El punto de inflexión llegó en marzo de 2017. En pleno centro porteño, con más de 40 grados de calor, vestido de traje y atrapado en un tránsito inmóvil, se hizo una pregunta tan simple como definitiva: qué estaba haciendo realmente con su vida. Ese fue su verdadero aha moment. El instante en el que entendió con claridad que esa rutina y ese modo de vida ya no lo representaban.
La decisión terminó de tomar forma tras un retiro espiritual de “mitad de la vida”. Allí pudo ver con nitidez que su camino, en esa etapa, tenía que ver con el dar: “Poner mi vida al servicio de los demás de una manera más coherente con lo que me hacía feliz”.
Al regresar de ese retiro, comenzó a enfocar cada vez más energía en la música y, junto a su mujer, tomaron otra decisión profunda: convertirse en familia de tránsito. Desde hace más de diez años están inscriptos en la Provincia de Buenos Aires y trabajan con el Hogar Nazaret de San Isidro. Por su casa ya pasaron más de diez chicos, casi todos muy pequeños, algunos recién nacidos. En algunos casos los acompañaron durante períodos prolongados; en otros, cumplieron el rol de familia de apoyo cuando las familias de tránsito necesitaban descansar o viajar.

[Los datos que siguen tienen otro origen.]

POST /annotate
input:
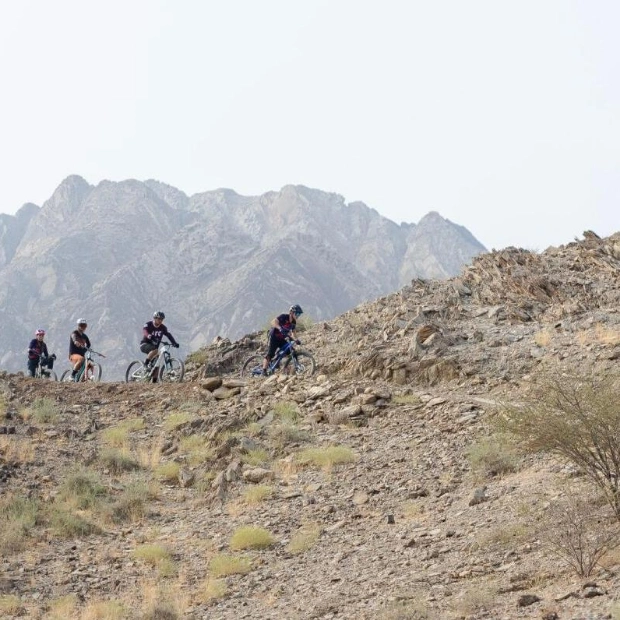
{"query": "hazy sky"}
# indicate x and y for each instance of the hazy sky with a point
(501, 115)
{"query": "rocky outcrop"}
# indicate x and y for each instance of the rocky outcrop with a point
(217, 263)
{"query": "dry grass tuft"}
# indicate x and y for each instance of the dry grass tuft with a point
(176, 419)
(168, 472)
(492, 456)
(10, 604)
(257, 493)
(104, 610)
(251, 537)
(327, 458)
(18, 516)
(222, 565)
(118, 461)
(304, 539)
(213, 589)
(42, 411)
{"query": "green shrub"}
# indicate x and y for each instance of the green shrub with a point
(575, 418)
(492, 456)
(251, 537)
(222, 565)
(118, 461)
(326, 458)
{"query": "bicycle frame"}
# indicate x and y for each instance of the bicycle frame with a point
(286, 349)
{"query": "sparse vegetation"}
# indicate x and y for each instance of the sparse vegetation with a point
(257, 494)
(492, 456)
(82, 488)
(327, 458)
(118, 461)
(304, 539)
(169, 471)
(251, 537)
(406, 399)
(67, 524)
(63, 608)
(286, 411)
(42, 411)
(18, 516)
(213, 589)
(196, 448)
(104, 610)
(258, 456)
(10, 604)
(222, 565)
(174, 420)
(579, 534)
(575, 418)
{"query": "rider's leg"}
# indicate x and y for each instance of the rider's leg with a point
(150, 350)
(273, 345)
(77, 361)
(32, 366)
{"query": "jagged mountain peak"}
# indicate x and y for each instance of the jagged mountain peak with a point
(218, 262)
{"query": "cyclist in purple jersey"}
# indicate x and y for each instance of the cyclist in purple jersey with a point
(36, 349)
(282, 327)
(152, 333)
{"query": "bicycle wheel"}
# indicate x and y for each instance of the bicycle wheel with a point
(303, 364)
(135, 372)
(172, 371)
(252, 367)
(92, 372)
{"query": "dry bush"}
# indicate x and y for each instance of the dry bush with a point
(326, 458)
(579, 532)
(492, 456)
(104, 610)
(118, 461)
(18, 516)
(577, 419)
(257, 494)
(42, 411)
(304, 539)
(10, 604)
(213, 589)
(222, 565)
(251, 537)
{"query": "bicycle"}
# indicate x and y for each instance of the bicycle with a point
(44, 370)
(88, 371)
(169, 368)
(291, 361)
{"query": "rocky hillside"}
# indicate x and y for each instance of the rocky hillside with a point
(362, 491)
(217, 263)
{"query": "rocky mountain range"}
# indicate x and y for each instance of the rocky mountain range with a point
(217, 263)
(378, 488)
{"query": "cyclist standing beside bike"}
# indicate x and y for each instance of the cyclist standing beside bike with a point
(36, 349)
(78, 344)
(282, 327)
(152, 333)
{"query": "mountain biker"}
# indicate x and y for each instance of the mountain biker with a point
(152, 333)
(282, 327)
(78, 344)
(36, 349)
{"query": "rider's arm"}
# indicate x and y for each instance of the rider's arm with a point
(170, 337)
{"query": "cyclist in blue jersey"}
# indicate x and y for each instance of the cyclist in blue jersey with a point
(282, 327)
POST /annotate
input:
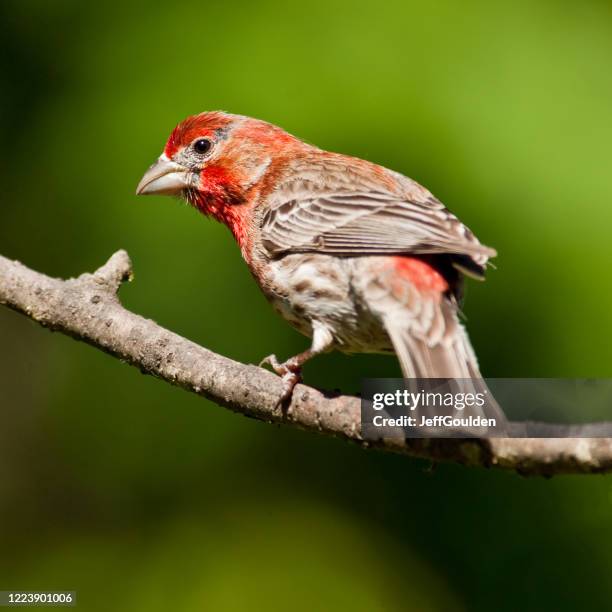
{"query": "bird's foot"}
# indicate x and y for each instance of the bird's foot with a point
(290, 373)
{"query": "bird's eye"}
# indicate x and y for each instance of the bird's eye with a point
(202, 146)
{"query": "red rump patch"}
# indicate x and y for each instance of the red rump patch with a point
(420, 273)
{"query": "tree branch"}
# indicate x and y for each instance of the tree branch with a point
(88, 309)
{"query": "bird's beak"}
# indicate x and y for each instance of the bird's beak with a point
(164, 177)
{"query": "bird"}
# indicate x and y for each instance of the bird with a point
(355, 256)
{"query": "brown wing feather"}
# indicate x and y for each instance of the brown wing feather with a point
(349, 223)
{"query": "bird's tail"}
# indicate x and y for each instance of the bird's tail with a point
(446, 354)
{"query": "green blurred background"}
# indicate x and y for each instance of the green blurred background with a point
(141, 496)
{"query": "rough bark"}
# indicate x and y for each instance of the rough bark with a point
(88, 309)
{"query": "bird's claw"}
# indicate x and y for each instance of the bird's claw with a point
(290, 373)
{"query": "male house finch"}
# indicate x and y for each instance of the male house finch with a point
(353, 255)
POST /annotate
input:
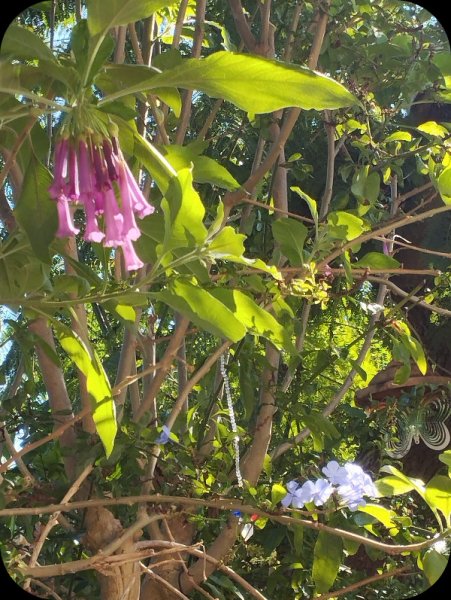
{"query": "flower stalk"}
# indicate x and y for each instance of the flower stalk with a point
(90, 171)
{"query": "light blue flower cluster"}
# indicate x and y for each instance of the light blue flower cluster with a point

Se trata de un proyecto familiar, no solo de pareja, en el que todos están comprometidos. El cambio no fue una huida impulsiva, sino una decisión reflexionada y conversada. Esta vez, Murray sabía que no quería volver a “regalar” años de carrera, como había hecho en su momento con la música.
El cambio no fue impulsivo. Habló con su padre y con sus socios. Propuso seguir como director independiente en algunas compañías y dejar el día a día del estudio. “La reacción fue muy buena. Me dijeron que hiciera lo que me hacía feliz”, reconoce.
En la música, el crecimiento fue exponencial. Se asoció con Diego Herrero y fundaron Murray Blacksmith, una productora que llegó a realizar unas 750 fiestas al año. Más tarde vendió la parte vinculada a los salones y se quedó con la marca, las fiestas y un nuevo formato: Party Express, la fiesta que viaja a la casa del cliente.
Hoy también comparte una empresa de DJs con sus hijos. El menor, de 16, ya hizo sus primeras fiestas: “Y la vida tiene un sentido del humor especial: a los 20 creía que ser DJ no era compatible con ser padre de familia cristiano. Treinta años después trabajo con mis hijos en un ámbito que celebra la vida”.


No abandonó del todo el Derecho. Sigue integrando directorios de compañías extranjeras y asume roles como director profesional cuando lo convocan.
“Comprobé que cuando uno hace lo que lo hace feliz y pone el foco en dar, la vida se ordena. Si tuviera que encontrar un hilo conductor entre el abogado y el DJ, diría que es la vocación de servicio. Siempre sentí que mi trabajo -antes desde el Derecho, hoy desde la música- tiene que ver con ponerme al servicio de otro: de su problema, de su proyecto, de su alegría. Del ejercicio del Derecho, lo que más me gustaba era ayudar a encontrar soluciones prácticas a problemas concretos. Lo que menos, en cambio, era esa sensación de vacío cuando todo mi trabajo consistía en estructurar y dar forma a proyectos ajenos. Había algo propio que quedaba pendiente”, sostiene.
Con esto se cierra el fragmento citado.